Gawler Ranges is a locality in the Australian state of South Australia located on Eyre Peninsula about 380 km north-west of the Adelaide city centre and about 48 km north of the town centre of Wudinna and which is associated with the protected area known as the Gawler Ranges National Park.

Gawler Ranges covers an area of land in the southern part of the Gawler Ranges is located within the boundary of the national park as well as land to both the south and the west of the mountain range.

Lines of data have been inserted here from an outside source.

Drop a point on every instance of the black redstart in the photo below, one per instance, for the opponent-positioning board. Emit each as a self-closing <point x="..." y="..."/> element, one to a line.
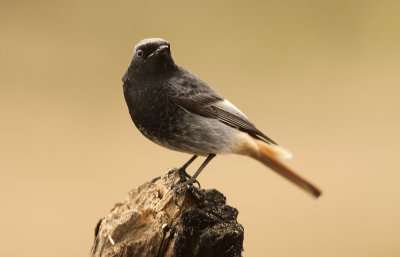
<point x="175" y="109"/>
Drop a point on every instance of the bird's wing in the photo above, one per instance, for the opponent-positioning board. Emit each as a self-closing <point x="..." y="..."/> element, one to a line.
<point x="195" y="96"/>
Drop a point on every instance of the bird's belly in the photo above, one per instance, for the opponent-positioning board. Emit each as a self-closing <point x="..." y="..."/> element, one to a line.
<point x="198" y="135"/>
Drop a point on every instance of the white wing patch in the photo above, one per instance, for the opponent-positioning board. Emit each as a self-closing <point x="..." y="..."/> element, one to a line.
<point x="229" y="105"/>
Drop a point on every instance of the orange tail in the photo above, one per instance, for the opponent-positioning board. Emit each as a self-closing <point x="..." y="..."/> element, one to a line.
<point x="266" y="154"/>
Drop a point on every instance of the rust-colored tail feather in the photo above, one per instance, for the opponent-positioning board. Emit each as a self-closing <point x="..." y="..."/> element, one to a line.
<point x="264" y="155"/>
<point x="269" y="155"/>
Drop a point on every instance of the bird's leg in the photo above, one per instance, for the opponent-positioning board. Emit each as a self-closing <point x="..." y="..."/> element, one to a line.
<point x="181" y="171"/>
<point x="178" y="187"/>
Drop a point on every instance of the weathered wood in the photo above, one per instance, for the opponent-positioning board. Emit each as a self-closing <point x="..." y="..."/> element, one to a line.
<point x="149" y="223"/>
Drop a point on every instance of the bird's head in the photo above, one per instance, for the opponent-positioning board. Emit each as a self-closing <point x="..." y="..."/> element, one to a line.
<point x="150" y="56"/>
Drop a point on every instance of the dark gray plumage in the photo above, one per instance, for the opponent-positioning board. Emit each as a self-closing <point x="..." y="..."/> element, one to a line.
<point x="177" y="110"/>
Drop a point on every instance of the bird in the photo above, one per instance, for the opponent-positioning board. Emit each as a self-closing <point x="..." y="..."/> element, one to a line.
<point x="177" y="110"/>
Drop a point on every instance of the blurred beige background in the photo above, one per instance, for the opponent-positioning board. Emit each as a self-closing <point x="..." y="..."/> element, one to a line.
<point x="320" y="77"/>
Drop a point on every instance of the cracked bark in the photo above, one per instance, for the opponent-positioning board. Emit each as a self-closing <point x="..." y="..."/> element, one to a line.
<point x="149" y="223"/>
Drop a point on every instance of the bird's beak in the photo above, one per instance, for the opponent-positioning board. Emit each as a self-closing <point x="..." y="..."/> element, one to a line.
<point x="159" y="50"/>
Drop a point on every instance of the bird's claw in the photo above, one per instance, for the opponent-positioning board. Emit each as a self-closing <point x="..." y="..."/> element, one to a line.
<point x="179" y="187"/>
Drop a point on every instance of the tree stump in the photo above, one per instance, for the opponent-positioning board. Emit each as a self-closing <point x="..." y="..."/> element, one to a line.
<point x="149" y="223"/>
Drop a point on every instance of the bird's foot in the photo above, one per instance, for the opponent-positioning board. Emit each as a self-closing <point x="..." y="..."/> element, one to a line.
<point x="185" y="177"/>
<point x="154" y="180"/>
<point x="187" y="184"/>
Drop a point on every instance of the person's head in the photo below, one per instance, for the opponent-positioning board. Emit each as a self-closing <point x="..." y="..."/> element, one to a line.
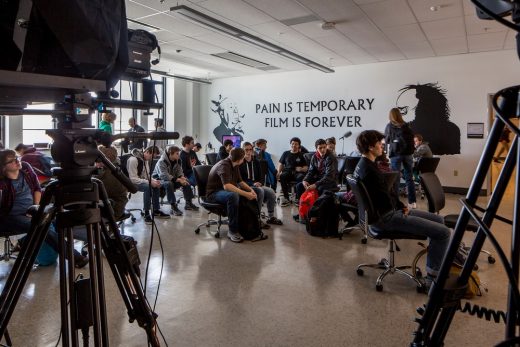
<point x="395" y="116"/>
<point x="173" y="153"/>
<point x="9" y="161"/>
<point x="187" y="142"/>
<point x="248" y="149"/>
<point x="417" y="140"/>
<point x="369" y="143"/>
<point x="228" y="145"/>
<point x="159" y="122"/>
<point x="331" y="144"/>
<point x="261" y="144"/>
<point x="237" y="155"/>
<point x="296" y="143"/>
<point x="21" y="148"/>
<point x="150" y="152"/>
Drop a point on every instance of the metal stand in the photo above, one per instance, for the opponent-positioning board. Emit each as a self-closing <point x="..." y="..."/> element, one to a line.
<point x="448" y="290"/>
<point x="76" y="197"/>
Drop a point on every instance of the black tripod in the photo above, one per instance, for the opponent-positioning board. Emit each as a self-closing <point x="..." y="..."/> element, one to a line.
<point x="448" y="290"/>
<point x="73" y="199"/>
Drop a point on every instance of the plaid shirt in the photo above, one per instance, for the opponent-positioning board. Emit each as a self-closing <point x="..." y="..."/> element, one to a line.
<point x="8" y="192"/>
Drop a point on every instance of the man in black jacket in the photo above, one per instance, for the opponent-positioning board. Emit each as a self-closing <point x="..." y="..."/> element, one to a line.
<point x="323" y="171"/>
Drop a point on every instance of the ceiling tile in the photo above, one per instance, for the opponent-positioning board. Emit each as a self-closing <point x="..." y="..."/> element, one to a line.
<point x="446" y="28"/>
<point x="389" y="13"/>
<point x="486" y="42"/>
<point x="448" y="9"/>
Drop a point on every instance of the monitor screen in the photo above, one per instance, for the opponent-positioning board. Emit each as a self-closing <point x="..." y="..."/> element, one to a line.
<point x="235" y="138"/>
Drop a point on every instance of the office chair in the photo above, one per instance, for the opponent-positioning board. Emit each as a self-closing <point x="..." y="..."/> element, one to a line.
<point x="367" y="216"/>
<point x="437" y="200"/>
<point x="201" y="176"/>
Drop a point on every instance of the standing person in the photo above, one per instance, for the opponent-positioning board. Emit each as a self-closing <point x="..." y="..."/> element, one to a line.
<point x="262" y="155"/>
<point x="20" y="190"/>
<point x="399" y="139"/>
<point x="138" y="167"/>
<point x="107" y="119"/>
<point x="251" y="174"/>
<point x="168" y="169"/>
<point x="291" y="167"/>
<point x="225" y="186"/>
<point x="135" y="128"/>
<point x="189" y="159"/>
<point x="392" y="213"/>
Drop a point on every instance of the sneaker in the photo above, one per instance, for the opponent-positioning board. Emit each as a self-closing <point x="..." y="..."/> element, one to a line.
<point x="273" y="220"/>
<point x="285" y="202"/>
<point x="160" y="214"/>
<point x="191" y="206"/>
<point x="175" y="211"/>
<point x="235" y="237"/>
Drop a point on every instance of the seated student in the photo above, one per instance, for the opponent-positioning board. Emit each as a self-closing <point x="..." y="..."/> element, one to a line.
<point x="291" y="167"/>
<point x="116" y="191"/>
<point x="138" y="167"/>
<point x="224" y="150"/>
<point x="225" y="186"/>
<point x="323" y="171"/>
<point x="169" y="171"/>
<point x="392" y="213"/>
<point x="20" y="190"/>
<point x="422" y="149"/>
<point x="262" y="155"/>
<point x="188" y="160"/>
<point x="250" y="172"/>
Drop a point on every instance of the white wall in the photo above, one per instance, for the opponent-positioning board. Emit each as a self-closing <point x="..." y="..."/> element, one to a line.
<point x="467" y="79"/>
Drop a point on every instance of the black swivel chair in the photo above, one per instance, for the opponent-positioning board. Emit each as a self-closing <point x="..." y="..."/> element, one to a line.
<point x="367" y="216"/>
<point x="201" y="176"/>
<point x="437" y="200"/>
<point x="211" y="158"/>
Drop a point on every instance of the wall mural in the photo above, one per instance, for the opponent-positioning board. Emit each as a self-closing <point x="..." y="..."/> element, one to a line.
<point x="432" y="116"/>
<point x="229" y="125"/>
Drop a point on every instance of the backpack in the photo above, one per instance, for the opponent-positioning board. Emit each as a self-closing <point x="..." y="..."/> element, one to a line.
<point x="323" y="217"/>
<point x="306" y="201"/>
<point x="124" y="163"/>
<point x="248" y="219"/>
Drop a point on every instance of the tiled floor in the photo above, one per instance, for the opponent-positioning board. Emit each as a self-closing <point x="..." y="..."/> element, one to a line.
<point x="290" y="290"/>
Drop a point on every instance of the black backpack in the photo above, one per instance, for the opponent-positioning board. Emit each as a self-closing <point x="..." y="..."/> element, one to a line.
<point x="323" y="217"/>
<point x="248" y="219"/>
<point x="124" y="162"/>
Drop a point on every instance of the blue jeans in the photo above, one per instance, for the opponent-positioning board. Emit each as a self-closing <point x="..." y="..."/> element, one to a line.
<point x="421" y="223"/>
<point x="230" y="200"/>
<point x="147" y="192"/>
<point x="406" y="161"/>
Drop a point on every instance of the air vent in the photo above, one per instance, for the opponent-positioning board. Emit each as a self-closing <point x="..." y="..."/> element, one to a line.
<point x="240" y="59"/>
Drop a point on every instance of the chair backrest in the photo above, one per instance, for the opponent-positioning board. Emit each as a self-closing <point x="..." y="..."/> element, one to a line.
<point x="366" y="212"/>
<point x="427" y="164"/>
<point x="201" y="173"/>
<point x="433" y="191"/>
<point x="308" y="157"/>
<point x="211" y="158"/>
<point x="350" y="164"/>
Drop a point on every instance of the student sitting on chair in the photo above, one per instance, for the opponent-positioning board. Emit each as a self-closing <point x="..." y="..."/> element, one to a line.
<point x="250" y="172"/>
<point x="138" y="167"/>
<point x="169" y="171"/>
<point x="393" y="215"/>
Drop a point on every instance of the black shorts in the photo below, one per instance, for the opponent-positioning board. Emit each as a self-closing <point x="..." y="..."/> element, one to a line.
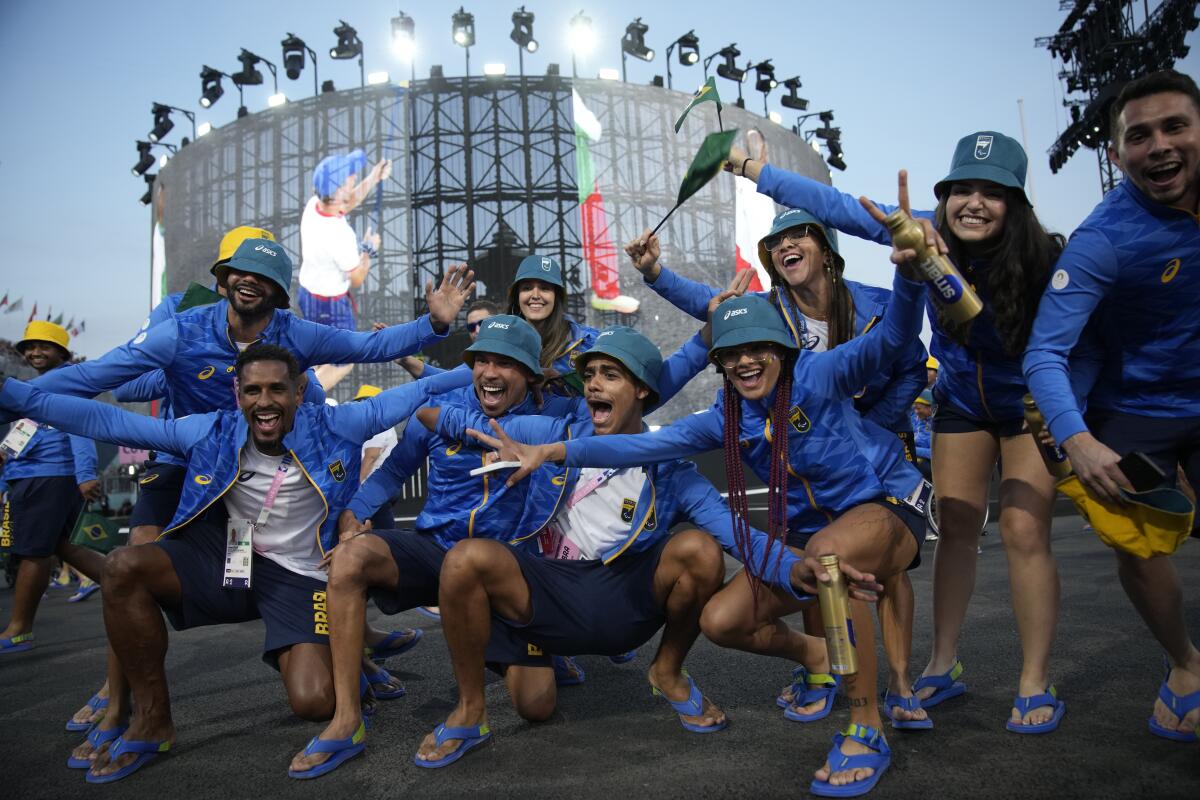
<point x="41" y="512"/>
<point x="419" y="560"/>
<point x="292" y="606"/>
<point x="1168" y="441"/>
<point x="159" y="492"/>
<point x="912" y="519"/>
<point x="591" y="607"/>
<point x="951" y="419"/>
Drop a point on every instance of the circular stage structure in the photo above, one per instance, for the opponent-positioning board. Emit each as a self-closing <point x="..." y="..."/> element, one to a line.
<point x="486" y="170"/>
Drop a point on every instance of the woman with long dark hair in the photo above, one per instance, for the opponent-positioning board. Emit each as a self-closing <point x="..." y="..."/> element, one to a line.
<point x="995" y="238"/>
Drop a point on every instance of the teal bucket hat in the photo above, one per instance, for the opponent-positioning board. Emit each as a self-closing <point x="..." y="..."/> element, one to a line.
<point x="749" y="318"/>
<point x="633" y="350"/>
<point x="987" y="156"/>
<point x="261" y="257"/>
<point x="509" y="336"/>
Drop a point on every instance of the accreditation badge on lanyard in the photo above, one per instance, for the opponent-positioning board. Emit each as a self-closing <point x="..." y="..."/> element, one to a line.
<point x="240" y="535"/>
<point x="18" y="438"/>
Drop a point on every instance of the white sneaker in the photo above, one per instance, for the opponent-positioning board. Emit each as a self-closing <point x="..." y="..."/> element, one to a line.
<point x="621" y="304"/>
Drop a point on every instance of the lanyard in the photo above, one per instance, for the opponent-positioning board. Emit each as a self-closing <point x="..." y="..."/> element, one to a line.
<point x="271" y="493"/>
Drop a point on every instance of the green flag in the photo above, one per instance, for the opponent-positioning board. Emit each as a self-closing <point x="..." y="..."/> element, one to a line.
<point x="706" y="92"/>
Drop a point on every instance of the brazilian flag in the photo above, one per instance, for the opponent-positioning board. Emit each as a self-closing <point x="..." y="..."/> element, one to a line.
<point x="95" y="531"/>
<point x="705" y="94"/>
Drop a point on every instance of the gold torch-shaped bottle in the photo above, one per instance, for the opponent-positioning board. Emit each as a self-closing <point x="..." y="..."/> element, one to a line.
<point x="1055" y="458"/>
<point x="949" y="289"/>
<point x="834" y="599"/>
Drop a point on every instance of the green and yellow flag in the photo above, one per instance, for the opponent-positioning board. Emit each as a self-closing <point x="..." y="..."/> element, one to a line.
<point x="706" y="92"/>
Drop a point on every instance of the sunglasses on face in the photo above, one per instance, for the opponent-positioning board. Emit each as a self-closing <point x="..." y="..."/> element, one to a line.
<point x="795" y="235"/>
<point x="757" y="353"/>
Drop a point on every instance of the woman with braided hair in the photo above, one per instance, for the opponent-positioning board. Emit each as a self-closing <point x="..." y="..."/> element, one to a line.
<point x="838" y="485"/>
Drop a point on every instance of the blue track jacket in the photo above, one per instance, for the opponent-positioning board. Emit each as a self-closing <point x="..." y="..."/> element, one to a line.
<point x="1129" y="276"/>
<point x="325" y="441"/>
<point x="837" y="459"/>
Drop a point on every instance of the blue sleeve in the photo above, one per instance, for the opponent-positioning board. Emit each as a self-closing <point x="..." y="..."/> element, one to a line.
<point x="1085" y="274"/>
<point x="909" y="379"/>
<point x="144" y="389"/>
<point x="844" y="370"/>
<point x="681" y="366"/>
<point x="106" y="422"/>
<point x="693" y="434"/>
<point x="385" y="482"/>
<point x="84" y="452"/>
<point x="689" y="296"/>
<point x="703" y="505"/>
<point x="827" y="204"/>
<point x="325" y="344"/>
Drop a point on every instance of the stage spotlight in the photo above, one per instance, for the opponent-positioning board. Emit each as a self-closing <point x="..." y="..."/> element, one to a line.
<point x="463" y="28"/>
<point x="210" y="86"/>
<point x="162" y="124"/>
<point x="145" y="161"/>
<point x="634" y="41"/>
<point x="689" y="48"/>
<point x="403" y="37"/>
<point x="348" y="43"/>
<point x="765" y="76"/>
<point x="792" y="100"/>
<point x="522" y="30"/>
<point x="730" y="70"/>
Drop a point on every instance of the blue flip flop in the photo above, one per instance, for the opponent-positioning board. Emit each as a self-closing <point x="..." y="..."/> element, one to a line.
<point x="96" y="703"/>
<point x="96" y="738"/>
<point x="1180" y="707"/>
<point x="147" y="752"/>
<point x="1026" y="704"/>
<point x="907" y="704"/>
<point x="383" y="678"/>
<point x="807" y="689"/>
<point x="945" y="686"/>
<point x="568" y="671"/>
<point x="18" y="643"/>
<point x="387" y="647"/>
<point x="341" y="751"/>
<point x="693" y="707"/>
<point x="468" y="737"/>
<point x="839" y="762"/>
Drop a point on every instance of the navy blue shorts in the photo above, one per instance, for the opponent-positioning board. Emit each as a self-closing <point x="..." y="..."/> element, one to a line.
<point x="1168" y="441"/>
<point x="419" y="559"/>
<point x="591" y="607"/>
<point x="159" y="492"/>
<point x="335" y="312"/>
<point x="42" y="512"/>
<point x="291" y="606"/>
<point x="951" y="419"/>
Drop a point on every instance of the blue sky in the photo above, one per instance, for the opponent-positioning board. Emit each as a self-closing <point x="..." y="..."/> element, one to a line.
<point x="905" y="83"/>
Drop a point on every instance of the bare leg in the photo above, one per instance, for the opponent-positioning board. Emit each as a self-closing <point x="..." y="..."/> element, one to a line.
<point x="1026" y="504"/>
<point x="963" y="465"/>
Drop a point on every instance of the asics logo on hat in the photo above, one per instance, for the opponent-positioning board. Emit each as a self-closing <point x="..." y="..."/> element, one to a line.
<point x="983" y="146"/>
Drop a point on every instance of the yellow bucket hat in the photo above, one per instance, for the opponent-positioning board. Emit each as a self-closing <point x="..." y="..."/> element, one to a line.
<point x="42" y="331"/>
<point x="1152" y="523"/>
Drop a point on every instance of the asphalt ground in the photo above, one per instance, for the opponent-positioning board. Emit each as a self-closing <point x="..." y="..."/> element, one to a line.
<point x="610" y="738"/>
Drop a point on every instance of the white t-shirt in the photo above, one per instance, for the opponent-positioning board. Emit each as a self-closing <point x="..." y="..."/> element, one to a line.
<point x="289" y="536"/>
<point x="384" y="441"/>
<point x="329" y="252"/>
<point x="595" y="523"/>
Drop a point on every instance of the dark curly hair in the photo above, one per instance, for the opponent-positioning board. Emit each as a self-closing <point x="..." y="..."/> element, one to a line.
<point x="1019" y="265"/>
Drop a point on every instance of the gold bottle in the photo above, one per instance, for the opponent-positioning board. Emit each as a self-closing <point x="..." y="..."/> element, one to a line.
<point x="1055" y="458"/>
<point x="947" y="284"/>
<point x="834" y="599"/>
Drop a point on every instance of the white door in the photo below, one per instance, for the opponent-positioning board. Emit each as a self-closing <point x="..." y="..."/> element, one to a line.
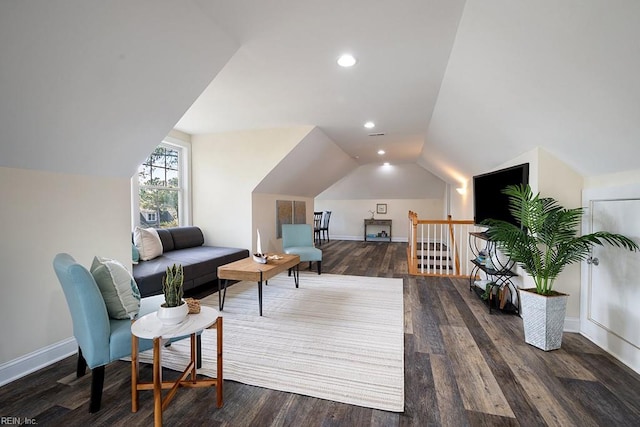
<point x="610" y="289"/>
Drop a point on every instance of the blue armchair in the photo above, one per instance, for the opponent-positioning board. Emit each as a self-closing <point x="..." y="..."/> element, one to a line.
<point x="298" y="239"/>
<point x="100" y="339"/>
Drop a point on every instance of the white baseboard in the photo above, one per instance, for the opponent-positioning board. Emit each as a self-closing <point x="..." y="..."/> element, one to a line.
<point x="24" y="365"/>
<point x="572" y="324"/>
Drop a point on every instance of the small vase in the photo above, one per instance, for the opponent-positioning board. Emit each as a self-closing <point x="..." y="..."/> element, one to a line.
<point x="172" y="315"/>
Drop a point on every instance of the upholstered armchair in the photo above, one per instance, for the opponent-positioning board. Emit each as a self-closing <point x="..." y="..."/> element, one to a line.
<point x="297" y="239"/>
<point x="100" y="339"/>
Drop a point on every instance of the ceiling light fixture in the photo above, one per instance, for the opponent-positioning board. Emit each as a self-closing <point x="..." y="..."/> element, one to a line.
<point x="346" y="60"/>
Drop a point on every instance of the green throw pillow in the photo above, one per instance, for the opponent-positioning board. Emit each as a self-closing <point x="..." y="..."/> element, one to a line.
<point x="119" y="290"/>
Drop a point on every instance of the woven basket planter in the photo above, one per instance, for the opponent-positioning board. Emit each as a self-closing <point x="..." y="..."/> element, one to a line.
<point x="543" y="318"/>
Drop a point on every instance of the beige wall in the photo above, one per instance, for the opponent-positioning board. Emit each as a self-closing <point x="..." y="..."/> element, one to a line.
<point x="226" y="169"/>
<point x="42" y="214"/>
<point x="347" y="216"/>
<point x="558" y="180"/>
<point x="264" y="219"/>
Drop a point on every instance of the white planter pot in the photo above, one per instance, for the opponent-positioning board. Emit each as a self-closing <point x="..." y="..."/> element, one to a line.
<point x="173" y="315"/>
<point x="543" y="318"/>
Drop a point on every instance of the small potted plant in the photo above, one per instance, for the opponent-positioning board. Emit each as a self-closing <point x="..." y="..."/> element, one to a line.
<point x="174" y="310"/>
<point x="543" y="243"/>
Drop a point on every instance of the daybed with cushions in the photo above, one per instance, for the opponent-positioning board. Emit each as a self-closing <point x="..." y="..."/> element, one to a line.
<point x="163" y="247"/>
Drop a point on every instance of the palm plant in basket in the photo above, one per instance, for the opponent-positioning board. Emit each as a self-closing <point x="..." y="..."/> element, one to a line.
<point x="544" y="243"/>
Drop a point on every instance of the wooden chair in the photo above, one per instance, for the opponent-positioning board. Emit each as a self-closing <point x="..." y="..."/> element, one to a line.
<point x="324" y="228"/>
<point x="317" y="225"/>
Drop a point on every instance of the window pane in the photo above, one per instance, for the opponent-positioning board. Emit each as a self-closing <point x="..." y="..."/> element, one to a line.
<point x="159" y="208"/>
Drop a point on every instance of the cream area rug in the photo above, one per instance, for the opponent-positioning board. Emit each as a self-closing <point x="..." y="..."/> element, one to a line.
<point x="335" y="337"/>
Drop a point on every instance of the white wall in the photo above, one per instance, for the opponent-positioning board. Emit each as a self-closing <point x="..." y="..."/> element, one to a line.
<point x="553" y="178"/>
<point x="347" y="216"/>
<point x="43" y="214"/>
<point x="227" y="167"/>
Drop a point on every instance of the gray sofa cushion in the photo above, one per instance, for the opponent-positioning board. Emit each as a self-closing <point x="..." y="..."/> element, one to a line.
<point x="200" y="263"/>
<point x="166" y="239"/>
<point x="186" y="237"/>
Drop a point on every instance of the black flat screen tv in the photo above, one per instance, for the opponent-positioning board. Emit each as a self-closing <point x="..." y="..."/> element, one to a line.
<point x="488" y="199"/>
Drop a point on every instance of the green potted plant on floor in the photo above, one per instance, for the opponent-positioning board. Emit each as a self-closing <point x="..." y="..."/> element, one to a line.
<point x="543" y="244"/>
<point x="174" y="310"/>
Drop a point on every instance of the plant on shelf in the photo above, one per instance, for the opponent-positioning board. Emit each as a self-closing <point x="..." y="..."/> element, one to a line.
<point x="543" y="244"/>
<point x="174" y="309"/>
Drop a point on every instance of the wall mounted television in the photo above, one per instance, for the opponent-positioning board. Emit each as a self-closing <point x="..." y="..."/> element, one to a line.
<point x="488" y="199"/>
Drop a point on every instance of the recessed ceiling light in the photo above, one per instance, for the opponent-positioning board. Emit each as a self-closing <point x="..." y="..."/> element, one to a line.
<point x="346" y="60"/>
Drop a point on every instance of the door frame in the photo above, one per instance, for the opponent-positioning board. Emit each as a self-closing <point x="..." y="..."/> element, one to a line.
<point x="624" y="351"/>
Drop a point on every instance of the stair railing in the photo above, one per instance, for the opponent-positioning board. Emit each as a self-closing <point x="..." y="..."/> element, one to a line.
<point x="439" y="247"/>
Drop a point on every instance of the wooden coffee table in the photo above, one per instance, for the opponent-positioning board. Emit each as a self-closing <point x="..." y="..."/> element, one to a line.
<point x="248" y="269"/>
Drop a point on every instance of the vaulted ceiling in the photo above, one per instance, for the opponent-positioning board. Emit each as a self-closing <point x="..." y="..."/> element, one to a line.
<point x="455" y="86"/>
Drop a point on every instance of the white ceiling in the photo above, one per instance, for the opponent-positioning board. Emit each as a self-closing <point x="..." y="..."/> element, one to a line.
<point x="456" y="87"/>
<point x="285" y="72"/>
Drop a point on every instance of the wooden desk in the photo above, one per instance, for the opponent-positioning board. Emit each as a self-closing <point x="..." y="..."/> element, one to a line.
<point x="248" y="269"/>
<point x="378" y="224"/>
<point x="150" y="327"/>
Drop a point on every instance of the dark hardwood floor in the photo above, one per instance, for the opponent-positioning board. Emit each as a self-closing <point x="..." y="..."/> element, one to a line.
<point x="462" y="367"/>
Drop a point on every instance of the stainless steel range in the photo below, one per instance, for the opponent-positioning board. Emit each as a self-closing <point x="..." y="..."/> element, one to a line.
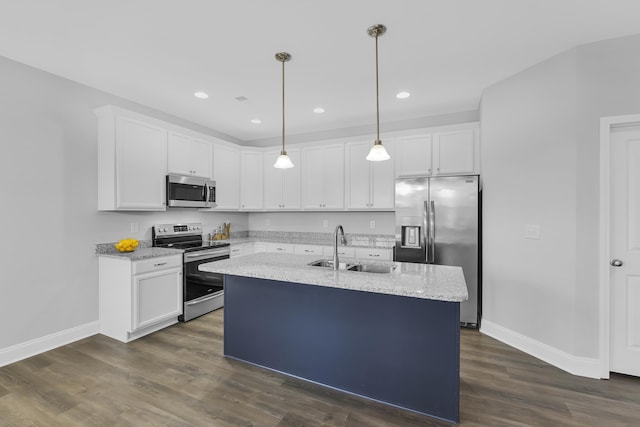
<point x="203" y="292"/>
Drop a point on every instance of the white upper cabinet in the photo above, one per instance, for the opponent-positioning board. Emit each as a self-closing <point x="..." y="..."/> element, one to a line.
<point x="323" y="177"/>
<point x="251" y="177"/>
<point x="226" y="173"/>
<point x="446" y="152"/>
<point x="455" y="152"/>
<point x="370" y="185"/>
<point x="189" y="156"/>
<point x="132" y="162"/>
<point x="413" y="155"/>
<point x="281" y="186"/>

Its boundaries were created on 26 April 2013 along with the adoption of the “long established local name.” The boundaries were located in order “to ensure the whole of the Gawler Ranges National Park is within the locality of the same name” with the result that the “existing locality of Paney” ceased to exist after being divided up between Gawler Ranges and the locality of Pygery located to the south. The name itself is derived from both the mountain range and the national park.

Land use within Gawler Ranges is divided between conservation and other uses permitted by planning legislation such as agriculture with the former use being associated with the national park which fully occupies the locality's eastern side.

Gawler Ranges is located within the federal Division of Grey, the state electoral district of Giles, the Wudinna District Council, the Pastoral Unincorporated Area of South Australia and the state's Far North region.

==Surrounding localities==
Gawler Ranges is bounded by the following localities gazetted under the South Australian Geographical Names Act 1991:
- Northwest: Kondoolka.
- North: Kondoolka, Hiltaba and Yardea.
- Northeast: Thurlga.
- East: Thurlga and Buckleboo.
- Southeast: Pinkawillinie.
- South: Kaldoonera, Lockes Claypan, Bockelberg, Minnipa, Yaninee, Pygery and Pinkawillinie.
- Southwest: Narlaby.
- West: Pureba and Yantanabie.

==See also==
- Gawler (disambiguation)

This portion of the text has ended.